There are plenty of multiplayer games that don’t require steam, iirc all of the paradox games you can just copy the folder to a different computer without steam and run the binaries.
And while not ideal, someone else pointed in another comment that there’s an open source implementation of the steam API, so worst case scenario you just replace the library in your backup and you’re done.
But the APIs are public, so they can be reimplemented in open source. There just hasn’t been any reason for it since currently that would only be used for piracy (in fact some “cracked” games have a mockup of the steam API that just returns the expected things as if it had contacted the servers). But the moment steam goes away I give it a couple of weeks until there’s a GitHub implementing most of the basic stuff.
As great as Gaben and Valve are his word doesn’t mean anything (it’s not a personal attack either, it’s just that it isn’t anything binding). Luckily if they fail to keep their promises (or legally cannot) then the crack community will step in. I’m pretty sure they cracked Steam DRM ages ago. I remember a friend using it for Left 4 Dead back in the day.

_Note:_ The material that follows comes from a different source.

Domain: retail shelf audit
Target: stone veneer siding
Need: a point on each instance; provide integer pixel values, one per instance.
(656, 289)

There’s nothing wrong with the business model of selling older games at affordable prices. This is about poor management. (Or deliberately bad management by a “CEO” who was hired to destroy GOG to remove a popular choice from us).
As a result, no one on the team has the courage to express their opinion. Under Gołębiewski, GOG typically makes business decisions that may be profitable in the short term, but may not contribute to the platform’s long-term growth.
The publication added that CD Projekt cuts jobs at its subsidiary every two to three years, with annual staff turnover reaching around 30%.
As summed up by another former employee, “GOG has been acting well tactically from a financial perspective, but poorly strategically, and the current business model is likely running out of steam.”
So nothing burger? Other than a corpo being anti-worker which is not news…
Any other sources for this? Not for the job cutting, but for GoG’s business model going downhill? Haven’t big layoffs happened every few years since the start of GoG?
GOG is a side project of CD Project, the makers of The Witcher and Cyberpunk. They are massively wealthy. If GOG goes down, it’s because CD Project lets it happen, not because there is no other way.